Aplikasi semen pelapis sebagai semen dasar sebelum penempatan bahan
restorasi resin komposit diharapkan dapat melindungi pulpa terhadap iritasi kimia dari
asametsa. Aplikasi semen glass ionomer dianjurkan sebagai semen dasar sebelum
aplikasi asam etsa pada restorasi resin komposit (Davidson, 1999). Hal ini dilakukan
karena glass ionomer dapat melapisi tubuli dentin sehingga mencegah sensitivitas gigi
(Katsuyama, 1993; Crispin, 1994). Semen glass ionomer memiliki kemampuan
perlekatan yang baik antara resin komposit dengan email ataupun dentin, serta wetting
ability yang akan membuat penutupan hermetis pada restorasi (Davidson, 1990).

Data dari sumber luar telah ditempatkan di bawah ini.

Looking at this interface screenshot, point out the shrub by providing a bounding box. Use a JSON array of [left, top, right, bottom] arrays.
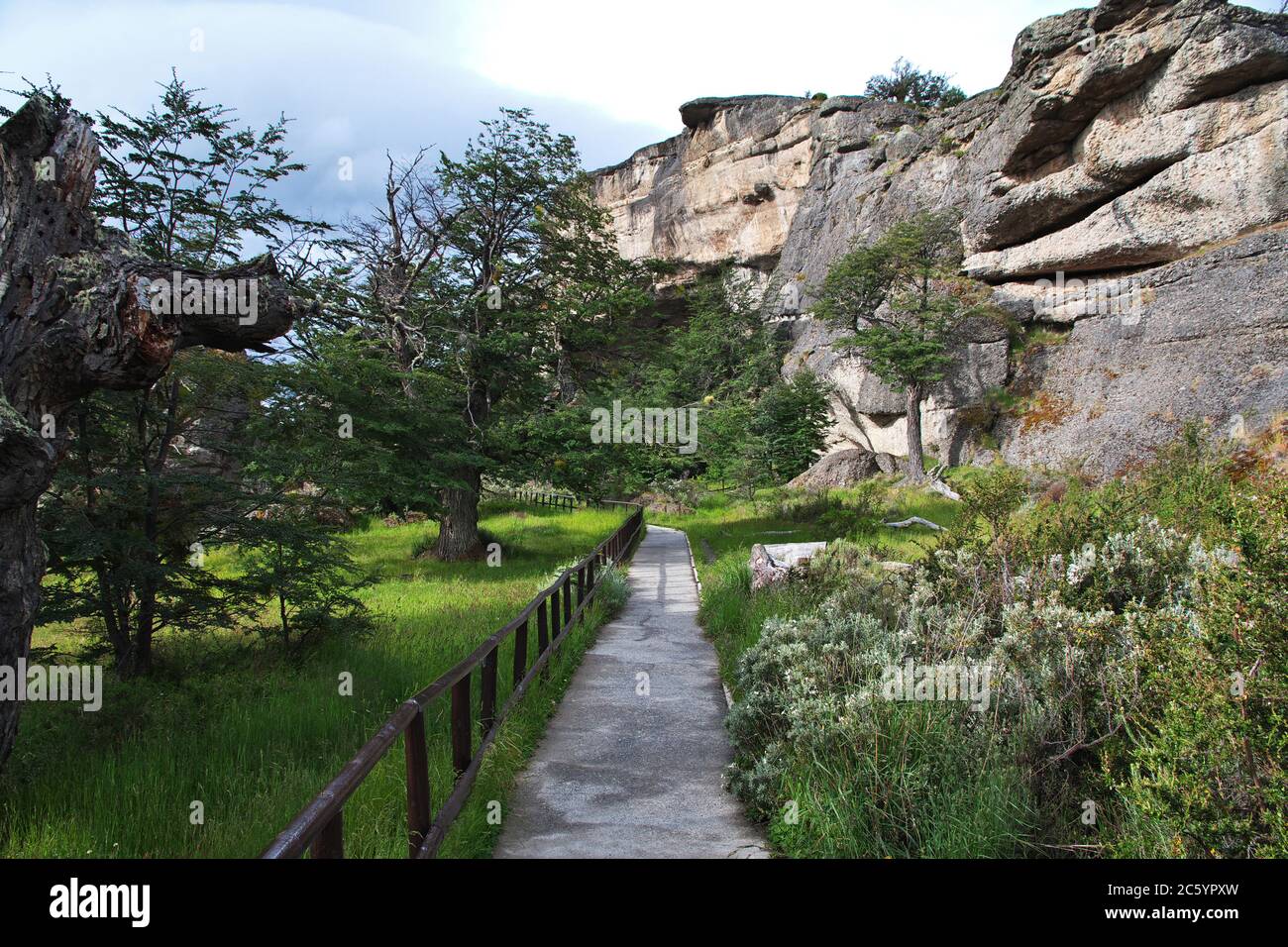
[[729, 440, 1288, 857]]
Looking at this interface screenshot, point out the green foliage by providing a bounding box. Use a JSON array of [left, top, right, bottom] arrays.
[[816, 213, 993, 390], [237, 511, 373, 647], [721, 440, 1288, 857], [864, 56, 966, 108], [93, 72, 308, 268], [747, 369, 831, 483], [13, 504, 622, 858]]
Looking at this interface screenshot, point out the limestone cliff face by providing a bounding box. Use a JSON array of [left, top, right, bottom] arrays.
[[595, 0, 1288, 473]]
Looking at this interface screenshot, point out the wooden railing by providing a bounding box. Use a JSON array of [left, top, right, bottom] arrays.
[[261, 492, 644, 858]]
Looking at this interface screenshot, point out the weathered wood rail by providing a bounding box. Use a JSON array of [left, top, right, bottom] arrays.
[[261, 491, 644, 858]]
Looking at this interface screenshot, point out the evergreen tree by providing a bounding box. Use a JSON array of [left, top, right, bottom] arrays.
[[815, 213, 996, 481], [864, 56, 966, 108]]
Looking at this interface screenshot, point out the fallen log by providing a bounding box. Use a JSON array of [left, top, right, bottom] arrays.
[[0, 95, 304, 766], [886, 517, 944, 532]]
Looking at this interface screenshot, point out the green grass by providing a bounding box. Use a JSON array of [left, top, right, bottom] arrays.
[[649, 481, 970, 697], [0, 504, 633, 858]]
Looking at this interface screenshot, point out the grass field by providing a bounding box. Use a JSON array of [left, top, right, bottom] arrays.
[[649, 488, 960, 695], [0, 504, 622, 858]]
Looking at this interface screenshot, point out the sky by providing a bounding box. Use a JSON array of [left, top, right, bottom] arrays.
[[0, 0, 1279, 229]]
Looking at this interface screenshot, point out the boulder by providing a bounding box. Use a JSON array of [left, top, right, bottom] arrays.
[[787, 447, 889, 489], [748, 543, 827, 591]]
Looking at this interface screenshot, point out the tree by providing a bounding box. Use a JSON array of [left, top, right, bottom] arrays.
[[32, 74, 332, 677], [750, 369, 831, 483], [0, 93, 304, 763], [864, 56, 966, 108], [815, 213, 996, 481], [335, 110, 635, 559], [237, 509, 371, 650]]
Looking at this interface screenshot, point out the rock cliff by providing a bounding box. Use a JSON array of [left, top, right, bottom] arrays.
[[595, 0, 1288, 474]]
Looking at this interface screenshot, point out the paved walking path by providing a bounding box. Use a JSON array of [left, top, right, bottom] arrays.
[[496, 526, 765, 858]]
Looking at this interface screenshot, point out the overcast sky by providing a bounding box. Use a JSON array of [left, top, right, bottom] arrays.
[[0, 0, 1278, 229]]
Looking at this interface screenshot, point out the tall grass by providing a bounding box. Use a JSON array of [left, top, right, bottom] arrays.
[[0, 505, 621, 858]]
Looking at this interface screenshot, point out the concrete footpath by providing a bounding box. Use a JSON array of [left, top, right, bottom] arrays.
[[496, 526, 767, 858]]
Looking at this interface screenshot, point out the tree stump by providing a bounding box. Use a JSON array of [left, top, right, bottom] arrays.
[[0, 95, 304, 766]]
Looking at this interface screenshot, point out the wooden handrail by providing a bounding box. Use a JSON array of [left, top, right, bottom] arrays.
[[261, 491, 644, 858]]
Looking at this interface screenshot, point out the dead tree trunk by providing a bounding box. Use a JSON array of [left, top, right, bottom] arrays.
[[0, 95, 301, 766], [434, 471, 486, 562], [903, 385, 926, 483]]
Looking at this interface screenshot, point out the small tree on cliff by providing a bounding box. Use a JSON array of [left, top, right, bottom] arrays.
[[864, 56, 966, 108], [815, 213, 993, 481]]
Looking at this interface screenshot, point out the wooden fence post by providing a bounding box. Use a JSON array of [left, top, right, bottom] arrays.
[[514, 618, 528, 686], [480, 646, 499, 742], [452, 674, 474, 775], [403, 710, 430, 858]]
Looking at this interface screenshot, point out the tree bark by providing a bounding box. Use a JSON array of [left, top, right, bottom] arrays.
[[434, 471, 486, 562], [903, 385, 926, 483], [0, 95, 303, 766]]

Selain itu semen glass ionomer mempunyai sifat antikariogenik karena mampu
melepaskan fluorida (Wilson & McLean, 1988).
BAB II
TINJAUAN UMUM SEMEN GLASS IONOMER
Semen glass ionomer dikembangkan dengan karakteristik antara lain
radioopak, cepat mengeras, lebih sedikit mengiritasi pulpa. Semen ini juga memiliki
kekuatan yang baik meskipun dalam bentuk lapisan yang tipis. Semen glass ionomer
biasanya digunakan sebagai semen dasar pada restorasi komposit. Teknik ini pertama
kali diperkenalkan oleh McLean dan Wilson, tahun 1977, dikenal dengan teknik
sandwich atau double laminated (Wilson & Mclean, 1988; Katsuyama, 1993; Crispin,
1994).
Semen glass ionomer digunakan karena semen ini dapat berikatan secara
fisikokomiawi baik pada email maupun pada dentin. Ikatan ini terjadi karena ikatan
yang mula-mula diduga ikatan kimia antara jaringan email dengan semen glass
ionomer ternyata ditemukan adanya gerakan molekul-molekul. Sifat semen glass
ionomer yang hidrofilik mampu berikatan dengan dentin yang selalu dalam keadaan
sedikit basah. Semen glass ionomer melepaskan ion fluor dalam jangka cukup lama
sehingga dapat menghilangkan sensitivitas dan mencegah terjadinya karies sekunder
(Sidharta, 1991). Semen glass ionomer mampu menutupi tubuli dentin guna
mencegah reaksi pulpa terhadap asam fosfat (Andreaus, 1987).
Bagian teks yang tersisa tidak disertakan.